Its been a long time, I spent time for myself. I was not busy, but not in a mood to write anything either. I don’t know sometimes, even the best of things you do too becomes boring. I should say, I have become cautious about what I’m writing as I know there are people who read what I write and I don’t want to look stupid in front of them. It’s not easy to hold back your feelings too. So I have decided I’ll write what I want to.
One of my cousins is getting married. It’s an inter-cast marriage. Such marriages are very rare in our family. A few that have been have faced objections and are outcast-ed. Yup, even in this era of Live in relationship too, there are a sector of people who don’t believe in Love marriages. Well, that is not the topic at all.
This cousin of mine has a reason [strong] to get married to another caste guy. She has a little background to be told. Her father passed away when she was in college. She has an elder sister, who quit education when she was 18, and younger brother who didn’t study more than high school. Her father had heart related health issues. They had already spent lakhs together for his treatment in which most of it was loan with high interest. So this girl is the only one who completes graduation and starts earning. What ever she earned was enough only to run the house. There was a huge boom in BPO industry that time. As I too was working for a BPO company, she found it easy way to earn big money. She’s been working in a BPO as a Consultant for almost 8 years now. The only reason she didn’t take promotions was she wouldn’t get that incentive in a higher level. The only property they owned was their grandfather’s 2 storied building. She renovated the building so they could rent a part of it. She got her sister married. They have improved a great deal in their financial status now.
The problem actually started after her sister’s marriage. Her sister was an ugly duckling and their financial status led to her sister’s late marriage, which in turn delayed this girl’s marriage. They have started looking for alliance for her from last one year and it’s been very traumatic for her. The alliance that approach her are either a divorcee, or a widower or with a low income level. The reason being, her age. She turned 31 this February. She was upset as she too like any other girl wants to marry prince charming and have a happy life too. She claims [and she is] still looks younger and she is educated and financially doing well. She doesn’t deserve such alliances at all.
Meanwhile, at the office, she has an admirer who like her for what she is been, the way she has taken things to her stride and fought for her family’s well being. He keeps track of every event of hers and is very impressed. This guy sends proposal to her through her colleagues. When that didn’t work he directly proposes her. My cousin who’s god fearing and has great respect for her family, rejects him.
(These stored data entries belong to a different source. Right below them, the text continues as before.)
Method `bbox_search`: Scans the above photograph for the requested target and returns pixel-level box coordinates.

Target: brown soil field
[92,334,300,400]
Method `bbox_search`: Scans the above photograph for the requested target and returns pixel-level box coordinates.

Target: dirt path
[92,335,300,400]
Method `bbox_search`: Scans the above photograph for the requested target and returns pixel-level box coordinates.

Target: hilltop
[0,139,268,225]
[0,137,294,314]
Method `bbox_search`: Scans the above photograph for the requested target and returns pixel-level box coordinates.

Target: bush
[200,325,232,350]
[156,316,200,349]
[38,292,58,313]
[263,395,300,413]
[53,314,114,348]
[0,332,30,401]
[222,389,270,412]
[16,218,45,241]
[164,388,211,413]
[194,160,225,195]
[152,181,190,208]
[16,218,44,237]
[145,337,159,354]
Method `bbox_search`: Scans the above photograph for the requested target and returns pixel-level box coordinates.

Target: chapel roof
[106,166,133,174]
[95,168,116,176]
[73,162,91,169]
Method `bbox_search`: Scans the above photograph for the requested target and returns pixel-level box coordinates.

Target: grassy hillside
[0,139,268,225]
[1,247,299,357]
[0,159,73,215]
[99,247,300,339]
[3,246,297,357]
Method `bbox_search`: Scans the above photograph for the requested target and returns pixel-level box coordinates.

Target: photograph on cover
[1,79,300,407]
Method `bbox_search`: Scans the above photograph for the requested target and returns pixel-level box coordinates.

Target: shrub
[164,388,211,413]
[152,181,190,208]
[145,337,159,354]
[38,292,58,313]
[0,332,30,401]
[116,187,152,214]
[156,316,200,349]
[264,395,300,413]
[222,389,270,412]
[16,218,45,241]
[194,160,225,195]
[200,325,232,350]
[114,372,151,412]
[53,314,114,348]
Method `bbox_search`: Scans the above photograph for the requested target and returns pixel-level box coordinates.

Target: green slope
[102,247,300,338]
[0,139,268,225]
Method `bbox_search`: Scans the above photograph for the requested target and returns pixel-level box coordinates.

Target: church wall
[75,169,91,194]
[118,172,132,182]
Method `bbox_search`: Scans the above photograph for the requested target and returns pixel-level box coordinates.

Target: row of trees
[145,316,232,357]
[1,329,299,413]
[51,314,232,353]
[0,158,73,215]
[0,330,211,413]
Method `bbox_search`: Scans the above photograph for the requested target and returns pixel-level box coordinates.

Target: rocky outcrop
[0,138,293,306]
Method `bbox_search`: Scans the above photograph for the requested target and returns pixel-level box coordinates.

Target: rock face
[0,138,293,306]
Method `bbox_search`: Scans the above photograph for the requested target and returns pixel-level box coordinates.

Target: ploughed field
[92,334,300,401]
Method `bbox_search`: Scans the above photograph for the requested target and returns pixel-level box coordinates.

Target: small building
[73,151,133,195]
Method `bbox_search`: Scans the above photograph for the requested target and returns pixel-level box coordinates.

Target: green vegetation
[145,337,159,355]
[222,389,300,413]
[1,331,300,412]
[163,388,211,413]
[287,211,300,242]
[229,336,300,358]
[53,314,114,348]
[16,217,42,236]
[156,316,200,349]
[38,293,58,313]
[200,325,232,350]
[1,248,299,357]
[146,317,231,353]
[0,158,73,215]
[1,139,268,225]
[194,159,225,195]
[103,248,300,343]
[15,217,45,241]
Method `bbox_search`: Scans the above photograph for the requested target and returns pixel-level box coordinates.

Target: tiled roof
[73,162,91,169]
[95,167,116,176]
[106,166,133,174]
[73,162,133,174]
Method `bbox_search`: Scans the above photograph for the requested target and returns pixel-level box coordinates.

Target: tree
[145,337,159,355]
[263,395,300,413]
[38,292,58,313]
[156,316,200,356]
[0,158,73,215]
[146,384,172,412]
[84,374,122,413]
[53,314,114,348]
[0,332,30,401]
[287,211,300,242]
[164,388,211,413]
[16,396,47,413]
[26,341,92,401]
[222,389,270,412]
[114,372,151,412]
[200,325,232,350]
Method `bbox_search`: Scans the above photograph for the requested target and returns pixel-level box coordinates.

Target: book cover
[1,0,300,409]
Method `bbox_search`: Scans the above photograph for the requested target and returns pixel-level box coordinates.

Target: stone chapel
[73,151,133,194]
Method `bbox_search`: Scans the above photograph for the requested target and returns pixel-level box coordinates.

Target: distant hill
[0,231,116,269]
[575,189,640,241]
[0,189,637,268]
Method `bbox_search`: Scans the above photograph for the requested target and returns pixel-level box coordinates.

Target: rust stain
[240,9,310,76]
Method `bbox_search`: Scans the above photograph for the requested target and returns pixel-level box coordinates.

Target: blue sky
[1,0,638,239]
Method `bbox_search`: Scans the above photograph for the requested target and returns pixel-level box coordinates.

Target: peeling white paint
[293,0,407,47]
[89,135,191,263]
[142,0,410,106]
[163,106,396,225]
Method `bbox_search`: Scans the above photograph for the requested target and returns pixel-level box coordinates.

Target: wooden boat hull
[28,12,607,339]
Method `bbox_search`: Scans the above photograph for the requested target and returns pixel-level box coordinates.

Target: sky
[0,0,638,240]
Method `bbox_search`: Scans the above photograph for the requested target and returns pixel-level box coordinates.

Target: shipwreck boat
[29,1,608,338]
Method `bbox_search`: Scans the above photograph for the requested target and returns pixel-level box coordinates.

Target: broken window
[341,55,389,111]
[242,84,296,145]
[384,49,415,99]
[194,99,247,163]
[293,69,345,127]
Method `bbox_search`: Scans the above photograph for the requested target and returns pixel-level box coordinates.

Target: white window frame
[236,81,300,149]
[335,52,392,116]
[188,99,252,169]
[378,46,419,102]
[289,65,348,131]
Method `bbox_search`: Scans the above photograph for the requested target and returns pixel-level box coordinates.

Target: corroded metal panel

But the guy’s determined and waits for some more days, and then he approaches her again and proposes for marriage. By now my cousin who’s frustrated with the alliances she was getting back home, She gives his proposal a thought. This guy’s a very good match for her, as he’s educated, has a good family background is earning well and younger to her. She is reluctant with this guy’s proposal and depressed about the alliances. We have seen one of our cousin and her family being outcaste for the same reason,
The real matter concerning me begins now. She calls me up one day and talks to me about this guy. I didn’t want to really commit to anything. I was neither for nor against love marriage. I think its part of an individual’s life to make a decision. But, I couldn’t stand her plight she really had a situation there. All she wanted is consent to the marriage from our relatives and with out that she really didn’t want to marry and be left out, especially we being a huge family. I felt bad for her and promised to help her. I did all kinds of circus to put the message across to my mom. Though I succeeded in make her believe in love marriage, the tuff part was to tell her this was all done with a purpose. It was a process of 6 months which started in January. I spoke to my all other cousins to know what they feel about love marriage. Only a few had no problem with it. So, Then I slowly talked to them about my cousin’s plight. Then I told them about her proposal. They were shocked but, understood what I was up to. After all this, I asked them to talk to their parents about it. We arranged a small get together and casually started this topic and most of them realized what her situation was and gave a nod to the marriage.
The story is not over yet
Actual thing that upset me is, after getting the consent from our family members, we asked her family to go ahead with the marriage procedures. There have been a lot of developments and I’m not being informed about it. My cousin discussed all the details of the marriage and outings she went out with her fiancé with one of my cousin who apposed this marriage, but not me.
When I think of it, I feel betrayed. Its not that she has to ask me or tell me everything first, its like when she needed help she remembered me first and when everything’s sorted she forgot me. Or does she feel whatever I did was not of much importance or is I not important now. I don’t know what she thinks; I feel she has misused me and disrespected my efforts. I waited for a couple of more days, probably thinking that she would call me, but, no response. She is getting engaged on 22nd of this month and yet not given me any message.
I’m sulking inside. Sometimes I feel I’m being dominating, I’m demanding for authority, but at the same time, I feel insulted and neglected. I want to tell her I’m hurt, but I don’t want to spoil her happiness. I don’t want to make her feel guilty.
I’m letting it go.
I’m happy. I have a small part in her happiness.